Now we crank up the engine RPMs to try to lift the weights faster. The faster you try to spin it, the harder it is on the engine...it is trying to do more work over a shorter period of time. Tractor 1 can spin all the way up to 3500 RPM before its torque output drops to the point at which it can no longer lift that weight. It can lift it really fast! So the numbers are crunched, and based on how much work it does over time ((RPM * torque) / 5252=HP), we conclude that it has 20 HP (PTO or engine, it really doesn’t matter, this is just a thought experiment).

Tractor 2, on the other hand, can only lift that 800lbs up to 2300 RPM, then it runs out of steam. It is working a lot slower than Tractor 1, but it is lifting a lot more weight. Say we crunch the HP formula and we conclude that it is putting out 15 HP.

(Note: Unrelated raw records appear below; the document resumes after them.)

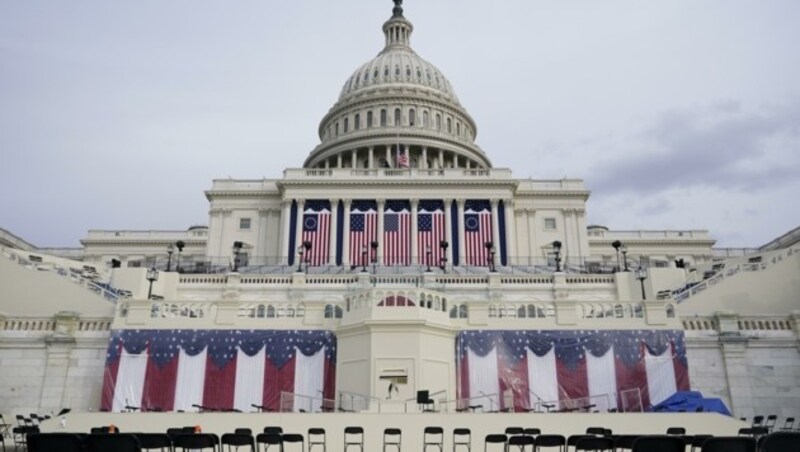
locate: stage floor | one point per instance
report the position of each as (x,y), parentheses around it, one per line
(412,425)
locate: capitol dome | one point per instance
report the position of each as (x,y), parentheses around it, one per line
(397,111)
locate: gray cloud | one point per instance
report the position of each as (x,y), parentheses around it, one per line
(725,145)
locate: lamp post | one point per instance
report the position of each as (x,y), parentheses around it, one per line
(490,248)
(624,250)
(364,258)
(170,250)
(428,253)
(299,258)
(237,248)
(617,244)
(443,245)
(374,246)
(307,246)
(179,244)
(557,250)
(641,275)
(152,276)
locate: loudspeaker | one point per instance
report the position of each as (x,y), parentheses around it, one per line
(423,397)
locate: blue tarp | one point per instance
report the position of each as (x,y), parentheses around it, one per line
(689,401)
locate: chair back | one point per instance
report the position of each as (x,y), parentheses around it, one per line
(659,443)
(550,441)
(104,442)
(149,441)
(729,444)
(781,442)
(238,440)
(49,442)
(595,443)
(200,441)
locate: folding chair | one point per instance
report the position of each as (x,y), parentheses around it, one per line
(729,444)
(659,443)
(314,435)
(354,436)
(392,437)
(105,442)
(462,437)
(433,436)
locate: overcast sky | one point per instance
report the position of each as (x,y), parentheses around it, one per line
(679,114)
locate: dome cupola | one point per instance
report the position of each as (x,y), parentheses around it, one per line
(397,104)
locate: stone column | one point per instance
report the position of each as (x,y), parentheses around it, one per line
(496,229)
(261,239)
(286,222)
(59,346)
(448,230)
(413,251)
(511,231)
(334,230)
(346,232)
(371,157)
(379,232)
(461,256)
(734,355)
(299,231)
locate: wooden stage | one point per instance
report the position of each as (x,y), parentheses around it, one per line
(412,425)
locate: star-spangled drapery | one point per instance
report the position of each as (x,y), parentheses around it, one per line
(164,353)
(572,371)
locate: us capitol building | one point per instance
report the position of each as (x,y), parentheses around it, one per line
(410,258)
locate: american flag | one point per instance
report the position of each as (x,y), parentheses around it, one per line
(402,159)
(170,370)
(430,231)
(397,233)
(477,231)
(316,229)
(363,230)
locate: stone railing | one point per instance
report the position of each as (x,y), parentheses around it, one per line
(723,271)
(732,324)
(85,276)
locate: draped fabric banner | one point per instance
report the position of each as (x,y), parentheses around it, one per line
(316,231)
(591,369)
(166,370)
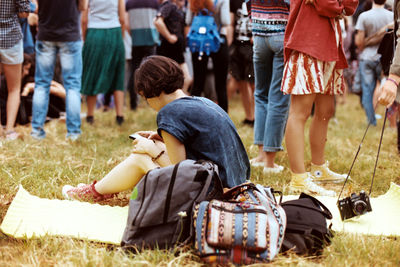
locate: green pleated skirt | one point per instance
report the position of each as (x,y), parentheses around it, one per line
(103,61)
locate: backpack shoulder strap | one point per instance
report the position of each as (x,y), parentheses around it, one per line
(325,210)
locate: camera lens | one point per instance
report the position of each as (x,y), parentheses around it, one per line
(359,207)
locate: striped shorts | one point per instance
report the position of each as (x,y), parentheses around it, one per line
(304,75)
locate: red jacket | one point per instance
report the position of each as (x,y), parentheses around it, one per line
(310,29)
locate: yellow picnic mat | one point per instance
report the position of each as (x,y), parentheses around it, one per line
(30,216)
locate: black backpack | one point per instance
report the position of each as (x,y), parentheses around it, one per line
(160,212)
(307,231)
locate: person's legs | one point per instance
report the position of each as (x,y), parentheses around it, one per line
(71,65)
(262,60)
(122,177)
(301,181)
(125,175)
(13,78)
(199,73)
(138,54)
(247,97)
(299,111)
(368,82)
(119,102)
(324,110)
(278,104)
(45,62)
(91,103)
(220,69)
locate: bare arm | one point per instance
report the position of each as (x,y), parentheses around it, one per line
(83,5)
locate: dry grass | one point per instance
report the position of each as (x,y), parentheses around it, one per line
(44,167)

So since HP is work over time, Tractor 1 actually has more power than Tractor 2, because it can do more work over a set period of time. But Tractor 1 still can't lift an 800lb weight, while Tractor 2 can. So Tractor 2 still has more torque.

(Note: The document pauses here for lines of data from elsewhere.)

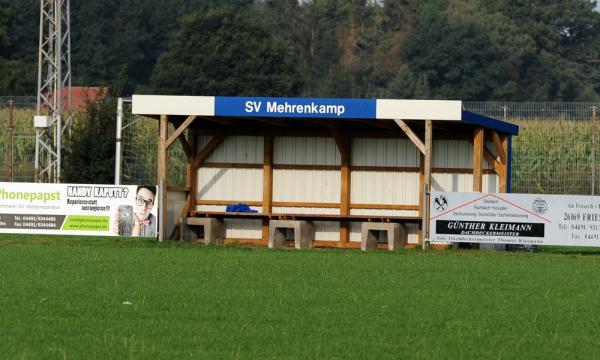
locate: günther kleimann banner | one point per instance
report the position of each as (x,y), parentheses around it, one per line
(515,219)
(78,209)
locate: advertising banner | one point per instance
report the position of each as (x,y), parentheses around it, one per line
(78,209)
(526,219)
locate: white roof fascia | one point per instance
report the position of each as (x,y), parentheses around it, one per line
(173,105)
(419,109)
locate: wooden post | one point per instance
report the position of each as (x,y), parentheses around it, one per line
(421,187)
(11,132)
(478,143)
(344,145)
(503,184)
(162,172)
(192,173)
(346,177)
(428,151)
(427,169)
(267,203)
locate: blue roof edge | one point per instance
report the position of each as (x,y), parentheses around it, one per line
(490,123)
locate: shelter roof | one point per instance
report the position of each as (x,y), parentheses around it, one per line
(276,111)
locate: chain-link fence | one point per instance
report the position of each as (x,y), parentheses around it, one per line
(139,152)
(17,138)
(556,152)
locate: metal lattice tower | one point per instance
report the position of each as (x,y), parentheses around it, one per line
(54,88)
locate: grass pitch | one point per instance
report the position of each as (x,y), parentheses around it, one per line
(75,298)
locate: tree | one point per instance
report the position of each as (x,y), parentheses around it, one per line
(448,61)
(225,51)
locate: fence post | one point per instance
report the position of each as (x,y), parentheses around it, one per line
(593,150)
(11,133)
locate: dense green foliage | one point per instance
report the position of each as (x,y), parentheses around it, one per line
(224,52)
(465,49)
(133,298)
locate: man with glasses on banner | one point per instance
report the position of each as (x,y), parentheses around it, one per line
(144,223)
(139,222)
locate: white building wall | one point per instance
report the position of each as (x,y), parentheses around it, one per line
(305,151)
(230,184)
(239,150)
(306,186)
(384,152)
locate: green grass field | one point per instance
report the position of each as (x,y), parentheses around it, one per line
(80,298)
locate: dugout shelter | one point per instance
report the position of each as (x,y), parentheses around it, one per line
(319,166)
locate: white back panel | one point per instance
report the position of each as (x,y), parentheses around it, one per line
(306,185)
(384,152)
(230,184)
(462,182)
(239,150)
(305,151)
(381,187)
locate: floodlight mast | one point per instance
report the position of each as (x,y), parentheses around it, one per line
(54,89)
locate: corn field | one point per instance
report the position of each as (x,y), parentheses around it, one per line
(556,152)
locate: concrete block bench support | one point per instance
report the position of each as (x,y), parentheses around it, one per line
(304,233)
(396,234)
(214,230)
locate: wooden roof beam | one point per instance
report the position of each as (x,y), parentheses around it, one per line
(207,150)
(411,135)
(180,130)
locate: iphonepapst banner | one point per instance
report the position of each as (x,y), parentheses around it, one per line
(79,209)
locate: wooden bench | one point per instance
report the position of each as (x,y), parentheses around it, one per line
(214,229)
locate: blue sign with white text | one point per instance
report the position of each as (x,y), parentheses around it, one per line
(295,107)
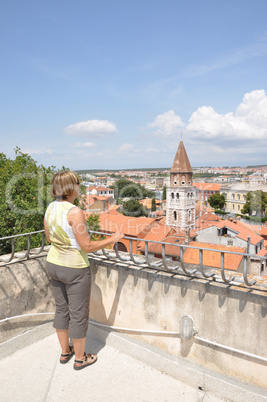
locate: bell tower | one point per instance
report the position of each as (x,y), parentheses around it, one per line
(181,194)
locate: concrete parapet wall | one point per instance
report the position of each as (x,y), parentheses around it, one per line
(124,295)
(131,297)
(24,289)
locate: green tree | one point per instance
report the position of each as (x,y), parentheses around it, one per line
(134,208)
(256,202)
(217,201)
(127,189)
(153,205)
(24,196)
(93,223)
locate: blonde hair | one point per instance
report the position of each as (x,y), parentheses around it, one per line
(63,184)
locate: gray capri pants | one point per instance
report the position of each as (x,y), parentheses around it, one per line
(71,289)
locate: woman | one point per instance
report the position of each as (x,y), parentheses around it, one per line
(68,267)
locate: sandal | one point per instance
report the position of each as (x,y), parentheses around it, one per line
(88,360)
(67,356)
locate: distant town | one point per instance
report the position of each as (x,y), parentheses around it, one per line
(211,208)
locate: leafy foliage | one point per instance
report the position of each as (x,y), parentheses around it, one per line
(127,189)
(256,202)
(93,223)
(24,196)
(217,201)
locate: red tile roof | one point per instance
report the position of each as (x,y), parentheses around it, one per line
(213,258)
(126,224)
(208,186)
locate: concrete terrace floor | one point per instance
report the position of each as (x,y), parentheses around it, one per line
(30,371)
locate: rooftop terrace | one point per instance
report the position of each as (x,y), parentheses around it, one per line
(137,307)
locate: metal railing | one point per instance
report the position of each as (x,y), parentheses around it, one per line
(212,273)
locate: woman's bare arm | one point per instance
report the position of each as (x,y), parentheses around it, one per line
(46,231)
(77,221)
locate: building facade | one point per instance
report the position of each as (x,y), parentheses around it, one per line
(181,194)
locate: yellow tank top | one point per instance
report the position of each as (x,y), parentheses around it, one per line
(65,250)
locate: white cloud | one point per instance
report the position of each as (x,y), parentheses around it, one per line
(40,151)
(167,124)
(83,145)
(126,148)
(248,122)
(91,128)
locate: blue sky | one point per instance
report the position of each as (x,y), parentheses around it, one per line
(116,84)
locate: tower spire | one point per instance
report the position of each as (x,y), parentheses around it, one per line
(181,194)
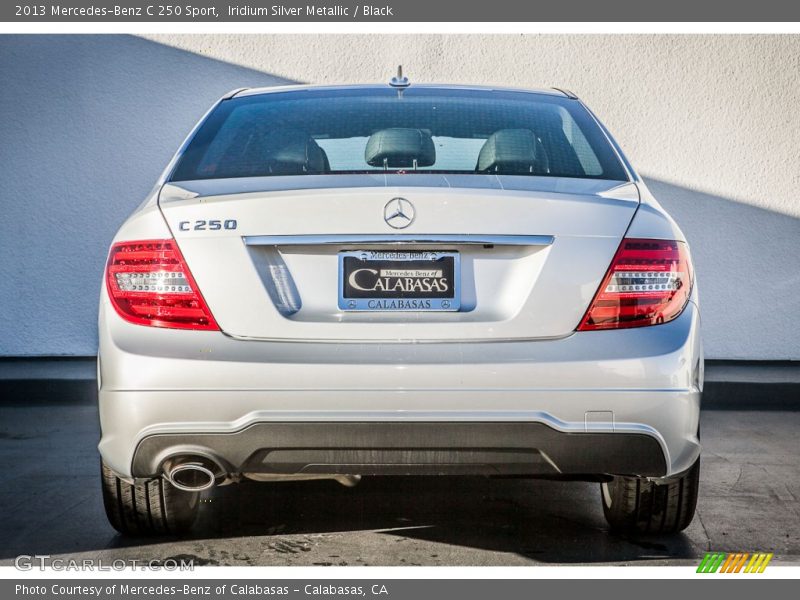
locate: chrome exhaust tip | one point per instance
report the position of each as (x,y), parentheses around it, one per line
(191,474)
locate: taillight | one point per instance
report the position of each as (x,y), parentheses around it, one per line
(149,284)
(648,283)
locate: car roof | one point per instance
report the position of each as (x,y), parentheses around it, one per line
(484,88)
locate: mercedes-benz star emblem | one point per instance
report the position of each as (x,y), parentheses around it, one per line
(398,213)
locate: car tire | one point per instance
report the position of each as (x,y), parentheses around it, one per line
(154,507)
(636,505)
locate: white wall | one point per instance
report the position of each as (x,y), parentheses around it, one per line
(710,121)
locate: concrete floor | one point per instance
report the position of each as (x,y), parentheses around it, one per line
(51,504)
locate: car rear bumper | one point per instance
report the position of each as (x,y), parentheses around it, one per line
(408,448)
(606,402)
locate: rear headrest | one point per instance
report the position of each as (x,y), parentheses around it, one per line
(510,151)
(399,148)
(294,152)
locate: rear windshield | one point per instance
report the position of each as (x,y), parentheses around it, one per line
(369,130)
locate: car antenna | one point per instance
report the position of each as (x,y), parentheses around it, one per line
(399,82)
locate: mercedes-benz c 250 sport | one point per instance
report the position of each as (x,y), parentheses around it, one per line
(344,281)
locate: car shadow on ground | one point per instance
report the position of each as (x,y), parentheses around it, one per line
(538,521)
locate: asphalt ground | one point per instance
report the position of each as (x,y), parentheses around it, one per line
(51,504)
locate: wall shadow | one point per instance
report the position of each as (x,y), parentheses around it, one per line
(747,268)
(87,124)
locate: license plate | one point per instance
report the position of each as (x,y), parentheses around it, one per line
(399,280)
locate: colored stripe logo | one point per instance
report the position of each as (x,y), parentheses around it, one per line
(736,562)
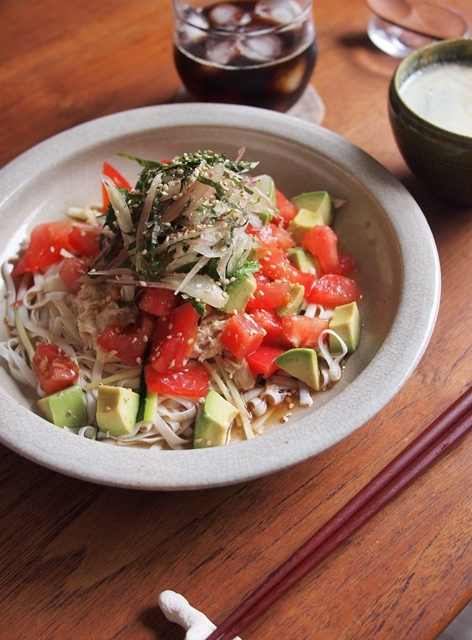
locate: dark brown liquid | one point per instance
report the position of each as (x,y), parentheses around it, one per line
(273,84)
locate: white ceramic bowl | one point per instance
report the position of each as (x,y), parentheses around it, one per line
(380,224)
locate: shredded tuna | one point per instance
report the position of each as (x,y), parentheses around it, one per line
(208,344)
(97,308)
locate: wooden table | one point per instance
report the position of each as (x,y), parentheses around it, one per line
(83,561)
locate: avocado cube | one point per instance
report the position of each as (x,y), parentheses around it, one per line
(214,419)
(116,410)
(65,408)
(318,202)
(346,322)
(301,363)
(150,406)
(303,222)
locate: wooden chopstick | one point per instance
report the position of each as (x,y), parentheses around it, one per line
(440,436)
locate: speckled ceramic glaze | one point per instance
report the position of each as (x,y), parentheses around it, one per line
(439,158)
(380,224)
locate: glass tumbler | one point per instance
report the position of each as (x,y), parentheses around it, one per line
(254,52)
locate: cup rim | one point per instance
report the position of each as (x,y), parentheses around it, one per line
(182,13)
(407,67)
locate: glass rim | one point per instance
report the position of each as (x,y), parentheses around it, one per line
(181,12)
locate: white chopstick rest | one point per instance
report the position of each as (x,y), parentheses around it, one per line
(177,609)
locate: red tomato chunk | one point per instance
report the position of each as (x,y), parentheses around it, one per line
(332,290)
(86,239)
(270,295)
(302,331)
(54,369)
(272,236)
(276,266)
(271,324)
(189,382)
(262,360)
(242,335)
(174,338)
(44,248)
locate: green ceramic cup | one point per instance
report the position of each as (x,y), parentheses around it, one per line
(439,158)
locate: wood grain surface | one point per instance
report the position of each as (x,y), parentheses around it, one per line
(80,561)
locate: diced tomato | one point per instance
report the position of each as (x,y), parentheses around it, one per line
(347,264)
(287,209)
(303,331)
(72,269)
(262,360)
(271,324)
(44,248)
(54,369)
(270,295)
(117,178)
(322,242)
(242,335)
(86,239)
(332,290)
(128,343)
(190,382)
(159,302)
(272,236)
(276,266)
(174,338)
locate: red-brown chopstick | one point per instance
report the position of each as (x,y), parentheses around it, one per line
(415,459)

Now...that makes it sound like torque matters, but...

Torque can be multiplied almost infinitely with gearing (within reason). Increasing torque reduces output speed (e.g. final drive). So you can take an engine that produces 10 ft lbs of torque and multiply it to 10,000 ft lbs. But while it can make 10 ft lbs at a really high speed, it would make 10,000 at a very very very slow speed. So you trade speed for torque. This is what tractors do...they take the torque output of the engine and amplify it massively by the time it gets to the wheels. That's why a dinky little 25hp engine in your tractor gives it much more pulling power than your 300hp car, and why your tractor is so slow and your car is so fast.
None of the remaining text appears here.